Developers building onchain tools, DeFi automation scripts, and independent trading agents are constantly routing API calls through third-party infrastructure.
Free routers sourced from public communities – the category in which 8 out of 9 malicious injectors were found – are widely used precisely because they reduce the cost of building LLM-powered applications. like Automated execution infrastructure in DeFi is becoming more reliant on external data and agent coordination,The routing layer becomes an increasingly attractive target.
Current wallet security—hardware, multi-signature settings, and offline key storage—does not protect against a router that intercepts the private key before it reaches the signature layer, or that injects malicious code into a deployment script that executes later on the chain.

Annual cryptocurrency theft losses have already reached $1.4 billion. This attack vector does not require breaking the encryption. It requires compromising on a piece of middleware that most users never examine.
Independent sessions in YOLO mode are the riskiest exposure point. When an agent performs multi-step transactions without human confirmation checkpoints, the malicious router has a wider window to act — and the user doesn’t have a moment to catch anomalous behavior.
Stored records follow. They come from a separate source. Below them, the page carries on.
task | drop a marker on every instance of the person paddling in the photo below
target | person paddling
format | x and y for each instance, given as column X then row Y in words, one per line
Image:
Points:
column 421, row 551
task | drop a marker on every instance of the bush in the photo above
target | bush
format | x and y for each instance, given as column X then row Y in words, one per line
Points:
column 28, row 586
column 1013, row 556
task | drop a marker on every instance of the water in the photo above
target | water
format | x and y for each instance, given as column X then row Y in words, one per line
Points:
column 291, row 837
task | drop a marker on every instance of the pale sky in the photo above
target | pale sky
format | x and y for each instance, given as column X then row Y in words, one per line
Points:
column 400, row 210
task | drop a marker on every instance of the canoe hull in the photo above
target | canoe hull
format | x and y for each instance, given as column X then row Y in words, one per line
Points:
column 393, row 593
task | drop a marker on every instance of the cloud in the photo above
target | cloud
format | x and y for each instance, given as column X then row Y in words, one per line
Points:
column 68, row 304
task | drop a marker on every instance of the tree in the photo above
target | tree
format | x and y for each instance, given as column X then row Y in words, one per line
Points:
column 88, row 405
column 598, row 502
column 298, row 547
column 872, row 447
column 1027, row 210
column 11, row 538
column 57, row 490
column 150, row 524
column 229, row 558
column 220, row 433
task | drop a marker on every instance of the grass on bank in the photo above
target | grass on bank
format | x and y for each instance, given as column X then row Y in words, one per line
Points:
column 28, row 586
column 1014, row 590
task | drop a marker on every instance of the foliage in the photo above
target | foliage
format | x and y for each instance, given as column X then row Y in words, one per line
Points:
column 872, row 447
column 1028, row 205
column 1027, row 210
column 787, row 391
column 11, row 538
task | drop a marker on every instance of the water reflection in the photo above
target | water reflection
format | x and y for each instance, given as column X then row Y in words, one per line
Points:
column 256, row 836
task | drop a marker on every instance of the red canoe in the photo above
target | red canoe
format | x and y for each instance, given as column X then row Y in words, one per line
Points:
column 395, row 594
Solayer founder @Fried_rice amplified the findings related to
The defenses recommended by the researchers are client-side: error closing gates that halt execution when anomalous responses are detected, response anomaly filtering, and append-logging only for audit trails that cannot be tampered with by the router itself. In the long term, the UCLA team is calling for cryptographic signature standards that would make LLM responses verifiable — the same architectural principle that makes Oracle onchain integration is a straightforward design requirement Rather than an afterthought.